希望得知TCGA的每个癌种中,T cell占比分布。
或者说哪种肿瘤T cell在所有细胞中占比多(浸润的多/热肿瘤)
gene expression matrix:HUGO gene symbols as row names and the columns are samples
xCell uses the expression levels ranking and not the actual values, thus normalization does not have an effect, however normalizing to gene length is required,也就是说microarray,FPKM,TPM值可以直接作为输入,但是CPM,RSEM不可以。
As a minimal requirement, at least 5000 genes are required to be available in the input gene expression matrix; however, low number of shared genes may affect the accuracy of the results. 也就是输入矩阵不可以是稀疏矩阵比如单细胞的转录组数据,矩阵最少有5000个基因(考虑有些样本不表达一些基因,最好是输入行多一些较好)
# full list of signatures
xCell.data$signatures
# 查看内部数据结构
str(xCell.data$signatures)
# 实质是 GSEAbase结构的存放方式,共489个gene set
rawEnrichmentAnalysis function reads a gene expression matrix and returns an enrichment score for each of the 64 cell types across the input gene expression samples.

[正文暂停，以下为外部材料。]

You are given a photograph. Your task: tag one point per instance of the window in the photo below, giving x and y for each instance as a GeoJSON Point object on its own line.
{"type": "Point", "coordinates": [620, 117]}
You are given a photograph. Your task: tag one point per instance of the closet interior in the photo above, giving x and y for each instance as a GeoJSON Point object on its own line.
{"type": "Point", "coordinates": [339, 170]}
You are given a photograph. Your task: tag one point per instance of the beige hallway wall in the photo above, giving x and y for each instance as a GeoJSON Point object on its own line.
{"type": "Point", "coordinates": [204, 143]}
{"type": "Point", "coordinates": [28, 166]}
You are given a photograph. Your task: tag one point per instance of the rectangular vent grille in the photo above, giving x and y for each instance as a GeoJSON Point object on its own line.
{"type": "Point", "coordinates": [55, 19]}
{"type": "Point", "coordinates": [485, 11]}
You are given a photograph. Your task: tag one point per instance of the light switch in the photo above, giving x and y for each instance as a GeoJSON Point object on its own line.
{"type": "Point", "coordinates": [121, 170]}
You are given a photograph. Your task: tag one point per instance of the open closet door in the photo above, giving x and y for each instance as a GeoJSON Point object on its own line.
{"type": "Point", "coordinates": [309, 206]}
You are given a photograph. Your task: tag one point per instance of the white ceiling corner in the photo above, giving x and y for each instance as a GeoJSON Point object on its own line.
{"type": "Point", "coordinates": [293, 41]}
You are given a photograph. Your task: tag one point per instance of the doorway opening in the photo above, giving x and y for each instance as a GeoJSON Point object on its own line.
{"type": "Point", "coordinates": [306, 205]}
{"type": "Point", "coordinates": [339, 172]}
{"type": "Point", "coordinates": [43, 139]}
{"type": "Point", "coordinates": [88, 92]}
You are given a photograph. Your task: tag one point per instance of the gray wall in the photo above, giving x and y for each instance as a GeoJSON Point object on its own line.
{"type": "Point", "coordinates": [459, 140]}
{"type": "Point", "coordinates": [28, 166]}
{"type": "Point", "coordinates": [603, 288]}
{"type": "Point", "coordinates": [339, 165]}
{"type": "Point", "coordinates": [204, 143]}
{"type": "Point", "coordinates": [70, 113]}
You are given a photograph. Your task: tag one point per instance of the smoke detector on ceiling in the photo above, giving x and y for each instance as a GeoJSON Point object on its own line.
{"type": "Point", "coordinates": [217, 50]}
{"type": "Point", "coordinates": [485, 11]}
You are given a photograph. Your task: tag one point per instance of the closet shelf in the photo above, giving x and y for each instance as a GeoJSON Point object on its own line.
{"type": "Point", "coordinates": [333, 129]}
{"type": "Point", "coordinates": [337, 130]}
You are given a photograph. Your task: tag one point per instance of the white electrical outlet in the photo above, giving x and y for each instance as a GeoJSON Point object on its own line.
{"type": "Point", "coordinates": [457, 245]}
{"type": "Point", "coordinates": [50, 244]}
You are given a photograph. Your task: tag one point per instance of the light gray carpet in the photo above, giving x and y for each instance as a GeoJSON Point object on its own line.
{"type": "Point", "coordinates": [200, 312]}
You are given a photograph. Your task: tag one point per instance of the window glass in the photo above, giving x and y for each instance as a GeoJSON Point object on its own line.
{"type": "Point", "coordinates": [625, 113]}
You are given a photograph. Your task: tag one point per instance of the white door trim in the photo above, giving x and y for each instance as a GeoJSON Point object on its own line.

该软件运行第一步,计算enrichment score
For each cell type, the average of the multiple scores from the multiple corresponding signatures is calculated. Finally, average scores are shifted such that the minimal score for each cell type is zero.
这一句话的意思是说,一个cell type enrichment score 将跨越整个矩阵的列(跨样本)进行数值矫正,(我记得做GSEA分析时enrichment score是可以为负数的,可能是这个原因)将最小值转变为0,也就是整个数列偏移让最小值等于0.
当你的某个 cell type enrichment score 跨样本一样时,enrichment score会变得很小或者同时为0,所以要求样本中细胞组成占比最要多样化。
transformScores function is used to transform scores from raw enrichment scores to a linear scale that resembles percentages, xCell uses precomputed calibration parameters for the transformations.
这是该软件运行的第二步,将enrichment score 转化为 百分比。
spillOver function is used to perform the spill-over compensation applied by xCell to reduce dependency between scores of
closely related cell types. The spill over is performed using a precomputed dependency matrix ‘K‘.
这是该软件运行的第三步,说实话我没理解。
# install
devtools::install_github("dviraran/xCell")
# load packages
library(xCell)
# gene symbols
length(xCell.data$genes)
# gene set
str(xCell.data$signatures)
?xCellAnalysis
# xCellAnalysis(expr, signatures = NULL, genes = NULL, spill = NULL,
# rnaseq = TRUE, file.name = NULL, scale = TRUE, alpha = 0.5,
# save.raw = FALSE, parallel.sz = 4, parallel.type = "SOCK",
# cell.types.use = NULL)
# expr: the gene expression data set. A matrix with row names as symbols and columns as samples.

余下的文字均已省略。